For now I am going to sit back and count down the days to April 18th, when my riding lessons start-up again. I cannot wait to get back to it, its my happy place.

 

Posted in April 2013, Archive

Easter Day + Consultant news

Every Easter my family and our family friends go Egg Rolling. It’s always a great morning out. We decorate our hard-boiled eggs and then compete to see whose roles furthest without smashing. I was slightly worried about how my egg would look considering my hand hates my holding pens, however despite my hand spasming my egg turned out pretty well.

We went up to the local woods, and took the supposedly wheelchair friendly path round. I went wrapped up in several layers of clothes, two blankets and had two hot water bottles on me. It was so cold that snow from several days ago was still on the ground. I am happy to report that I survived the cold despite a few spasms and seizures – that’s another point to me Dystonia alien. It was so nice to be out and about.

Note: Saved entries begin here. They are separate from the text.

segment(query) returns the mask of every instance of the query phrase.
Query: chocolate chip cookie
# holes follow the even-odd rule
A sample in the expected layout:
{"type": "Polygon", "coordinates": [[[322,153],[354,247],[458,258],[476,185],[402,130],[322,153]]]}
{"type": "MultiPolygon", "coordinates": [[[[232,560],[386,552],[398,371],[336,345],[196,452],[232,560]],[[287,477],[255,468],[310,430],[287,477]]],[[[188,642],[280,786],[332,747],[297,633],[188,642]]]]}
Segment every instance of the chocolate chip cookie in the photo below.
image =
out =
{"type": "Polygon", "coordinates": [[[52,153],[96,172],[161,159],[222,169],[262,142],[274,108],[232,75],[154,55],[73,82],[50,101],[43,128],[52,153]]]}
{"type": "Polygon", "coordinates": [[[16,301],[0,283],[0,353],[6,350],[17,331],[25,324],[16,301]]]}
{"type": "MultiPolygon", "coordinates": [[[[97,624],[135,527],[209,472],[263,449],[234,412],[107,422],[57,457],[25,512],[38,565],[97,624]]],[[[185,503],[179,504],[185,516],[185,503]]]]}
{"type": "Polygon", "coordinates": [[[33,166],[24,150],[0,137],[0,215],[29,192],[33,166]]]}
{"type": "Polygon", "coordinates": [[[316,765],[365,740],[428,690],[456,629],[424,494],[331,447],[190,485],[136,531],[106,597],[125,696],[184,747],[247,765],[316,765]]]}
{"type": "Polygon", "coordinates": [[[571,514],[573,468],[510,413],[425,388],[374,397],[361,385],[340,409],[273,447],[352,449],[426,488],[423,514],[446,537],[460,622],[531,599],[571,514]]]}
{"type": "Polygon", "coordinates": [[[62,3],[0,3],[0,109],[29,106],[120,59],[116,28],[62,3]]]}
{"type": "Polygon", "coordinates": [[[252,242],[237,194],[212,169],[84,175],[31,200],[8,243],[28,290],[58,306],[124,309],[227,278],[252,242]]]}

Above is a picture of my egg. I’m rather proud of how well it turned out despite my spasming hand :-).

I am also happy to report that my consultant has been in touch and has agreed to administer botox injections to my jaw tomorrow! I am still waiting to find out a time, however I am extremely relieved to know that it can be done so quickly! I shall take advantage of this appointment to discuss with him the recent sudden changes in my condition.

I am exhausted but feeling much happier knowing that tomorrow I get to see my consultant!